No início deste ano, estive na escola para conhecer de perto a experiência e entrevistar Susan, a diretora que está à frente da reforma desde o início. Depois de uma manhã inteira mergulhada no ambiente da Brockton High School, é impossível não se deixar contagiar (e emocionar) pelo trabalho apaixonado e diligente de toda a sua equipe.
Acredito que ao assistir os vídeos da entrevista com a diretora e de um trecho de uma aula de matemática, que seguem abaixo, os leitores também serão tomados por essa sensação.
No seminário realizado em dezembro aqui no Brasil, o diretor assistente da escola, Matthew Crowley, explicou em detalhes o que mudou no dia a dia de Brockton, quais foram as práticas pedagógicas adotadas e comentou as resistências que enfrentaram. O conteúdo da palestra (vídeos e apresentações) pode ser acessado na íntegra, clicando aqui. A seguir, faço apenas um breve relato dos três aspectos que considero mais relevantes para o sucesso da reforma de Brockton – e que pude verificar pessoalmente durante a visita. São princípios e práticas bastante simples, mas que foram implementados com consistência e persistência.
Torço para que a disseminação dessa experiência no Brasil possa orientar e inspirar nossos gestores e professores a trabalhar com a mesma obstinação pelo sucesso de seus alunos.
1) A escola e seus professores têm a obrigação de fazer com que os alunos aprendam
Em Brockton, não é o aluno que tem a obrigação de aprender. É o professor e a escola que têm a obrigação de fazer com que o aluno aprenda.
Parece um simples jogo de palavras, mas é, na verdade, um conceito que muda muita coisa: coloca os alunos que não apresentam bom desempenho no foco do trabalho dos professores; aumenta o controle da equipe gestora em relação à presença dos alunos (e dos professores) na escola e nas aulas; cria uma cultura escolar de que não se pode deixar ninguém para trás.
Dois depoimentos de alunos – um colhido durante a visita e outro documentado em uma reportagem de TV – resumem bem esse conceito.
Na reportagem de uma rede de TV americana, o repórter pergunta a um aluno de Brockton o que ele mais gosta na escola. A resposta é poderosa: “A escola não te deixa fracassar. Acredite, eu tentei”.

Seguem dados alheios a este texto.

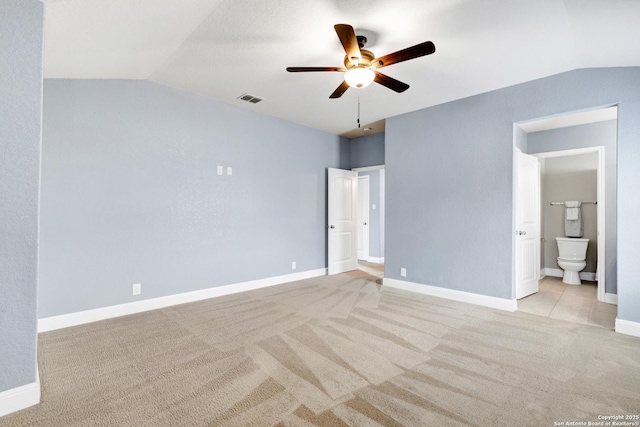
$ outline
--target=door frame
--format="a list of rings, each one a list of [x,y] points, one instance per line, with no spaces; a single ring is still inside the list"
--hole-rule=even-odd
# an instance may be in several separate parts
[[[348,200],[341,200],[335,178],[349,181]],[[346,202],[344,209],[340,202]],[[338,204],[336,204],[338,203]],[[338,207],[338,209],[336,209]],[[333,275],[358,268],[358,173],[348,169],[327,168],[327,274]],[[342,211],[342,212],[340,212]],[[342,216],[342,215],[345,216]],[[339,237],[347,236],[341,244]],[[348,254],[344,256],[345,248]],[[343,258],[337,259],[342,255]]]
[[[360,172],[370,172],[370,171],[376,171],[379,170],[380,171],[380,193],[381,193],[381,199],[380,199],[380,206],[378,206],[378,209],[382,209],[382,204],[384,203],[385,205],[385,209],[386,209],[386,184],[385,184],[385,180],[386,177],[385,175],[385,165],[375,165],[375,166],[364,166],[364,167],[360,167],[360,168],[351,168],[352,171],[354,172],[358,172],[358,174],[360,174]],[[369,220],[371,220],[371,202],[369,202]],[[386,216],[385,216],[385,220],[386,220]],[[369,225],[371,225],[371,221],[369,221]],[[384,251],[384,230],[385,230],[385,224],[381,223],[380,224],[380,242],[381,242],[381,247],[382,250]],[[371,235],[371,234],[369,234]],[[371,243],[369,243],[369,245],[371,245]],[[369,254],[371,254],[371,252],[369,252]],[[375,262],[375,263],[382,263],[384,264],[384,256],[381,258],[372,258],[371,256],[369,256],[369,260],[371,262]]]
[[[584,148],[574,148],[572,150],[559,150],[559,151],[549,151],[546,153],[536,153],[532,154],[532,156],[536,156],[541,159],[548,159],[552,157],[566,157],[566,156],[575,156],[577,154],[588,154],[588,153],[598,153],[598,170],[596,173],[596,228],[598,235],[598,262],[596,263],[596,269],[598,271],[598,301],[608,302],[606,297],[606,194],[605,194],[605,147],[603,146],[595,146],[595,147],[584,147]],[[542,218],[541,218],[542,220]]]
[[[371,188],[371,183],[370,183],[371,178],[369,177],[369,175],[360,175],[358,174],[358,211],[356,213],[356,217],[358,219],[358,242],[360,241],[360,239],[362,238],[362,244],[363,244],[363,248],[362,248],[362,257],[360,256],[360,245],[358,245],[358,260],[362,260],[362,261],[369,261],[369,244],[370,244],[370,237],[369,237],[369,226],[371,223],[371,207],[370,207],[370,188]],[[362,199],[361,199],[362,198]],[[363,203],[366,207],[363,208],[363,206],[360,206],[360,201],[366,202]],[[366,212],[363,212],[363,210],[366,210]],[[366,217],[361,216],[363,213],[366,213]],[[366,222],[364,225],[362,225],[363,229],[362,229],[362,233],[360,232],[360,227],[361,227],[361,223],[363,220],[366,219]]]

Na mesma linha, o brasileiro Michael Cordeiro, que está em Brockton há um ano, me deu uma outra resposta interessante durante uma conversa no refeitório da escola. Ele contava que vinha de uma escola da Flórida e que estudar em Brockton era muito melhor. Pergunto o porquê e ele parece ter dificuldade de responder. Pensa, parece tentar elaborar algum raciocínio complexo, mas depois de um tempo se sai com uma resposta simples, sem sequer se dar conta da força do que diz: “Ah, porque aqui é mais fácil de aprender”.
E facilitar o aprendizado para todos os alunos não deveria ser, afinal, o objetivo de toda escola?
2) Toda a equipe é comprometida com o trabalho que se faz na escola – e tem orgulho dos resultados
O principal indicador de que as pessoas que trabalham em Brockton acreditam no que estão fazendo é que seus filhos e parentes estão matriculados na escola. A sobrinha da coordenadora estuda lá. Os três filhos da professora com que conversei no corredor também. Não devem ser muitos os casos no Brasil em que você encontra gestores e professores dispostos a matricular seus próprios filhos nas escolas públicas em que ensinam.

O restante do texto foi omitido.